Doug Ford’s Conservative government is only offering a one-per-cent increase per year. In fact, last year it passed legislation to cap increases for all public sector workers at one per cent for three years. Unions are challenging the law in court since it violates collective bargaining rights by bypassing the negotiation process.
As well, Ford originally wanted to increase average high school class sizes from 22 to 28 over four years, which would have been a disaster. According to research by the province’s own financial watchdog, this would mean 10,000 fewer teachers in the system. The cuts so far have already led to schools offering hundreds of fewer courses. Teachers unions responded by implementing work to rule and rotating strikes.
It’s a story we’re all familiar with. But this time, something different is happening.
The overwhelming opposition to the government’s education cuts hasn’t just come from teachers and support workers, like it did in previous eras of cutbacks and strikes, but by parents and citizens who understand the value of public education, and the instrumental role it plays in benefitting young people and communities throughout the province. Even high school students are walking out of school over larger classes and fewer course options.
Opinion polls show most voters are siding with teachers, students and parents against the government. An EKOS poll from January had 57% of Ontarians agreeing with teachers, and just 30% with the government.

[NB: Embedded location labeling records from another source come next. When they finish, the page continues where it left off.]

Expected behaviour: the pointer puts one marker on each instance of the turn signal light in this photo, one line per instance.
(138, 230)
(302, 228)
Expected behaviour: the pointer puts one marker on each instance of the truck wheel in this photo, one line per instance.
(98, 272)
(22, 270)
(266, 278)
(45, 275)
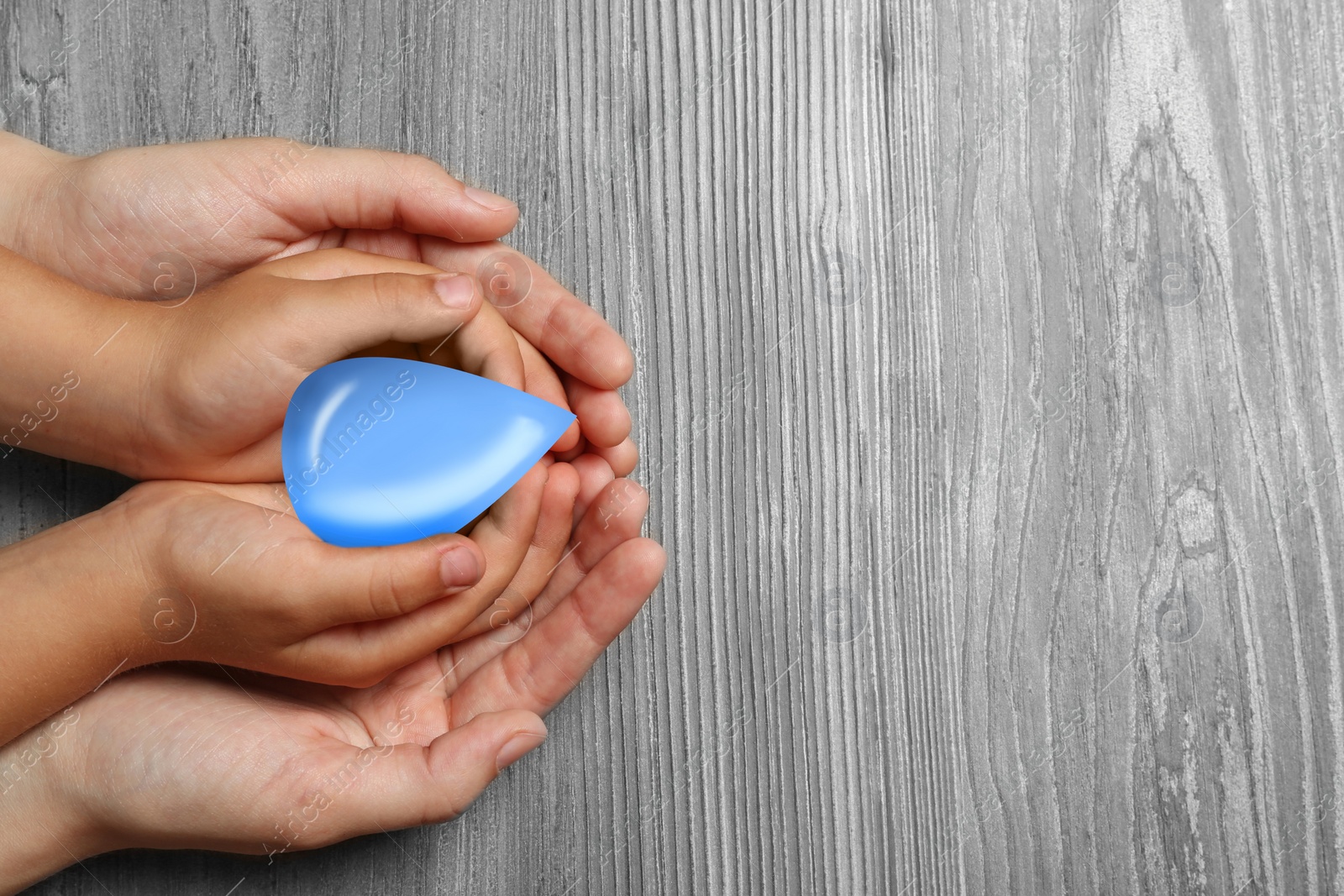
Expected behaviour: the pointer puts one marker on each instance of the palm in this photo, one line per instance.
(222, 759)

Another poll by Campaign Research in February had 52% of Ontarians disagreeing with increasing class sizes, and only 36% agreeing with the government on the issue.
Recently, Education Minister Stephen Lecce partially backed down on the issue, now aiming to increase them from 22 to 23, which is still a step in the wrong direction, of course.
But it shows us what the history books have said all along: rights and freedoms, including public education, aren’t handed down to us. They are fought and struggled for from below.
Teachers have already organized two huge demonstrations of solidarity in as many weeks at the Ontario Legislature, in what even the corporate media admits is a “historic show of unity.” English, French, junior school, high school, and retired teachers, school support workers, students, parents (and yes, even puppies) came out to show the government that they aren’t going to back down.
Like other services, public education is an enormous economic and social benefit to any country, and ensuring its adequate funding shouldn’t be an issue. According to Statistics Canada, the effective, combined federal-provincial corporate tax rate has been cut in half in Canada since the late 1980s, and it’s currently situated well below international competitors. While taxes on the wealthy have fallen during the same time as well.
There is no reason why a genuinely progressive taxation system couldn’t be implemented in Canada once again to properly fund public education and ensure that teachers and educational support workers who give it their all every single day maintain decent working conditions, benefits and pensions.
Canadians love to believe that the rights they have today will always be guaranteed. But this just isn’t so, because whatever can be created can also be destroyed. We really don’t know what we’ve got until it’s gone, and it is the labour movement and working people now who are standing up for public education so that it remains a right for generations of students in the future.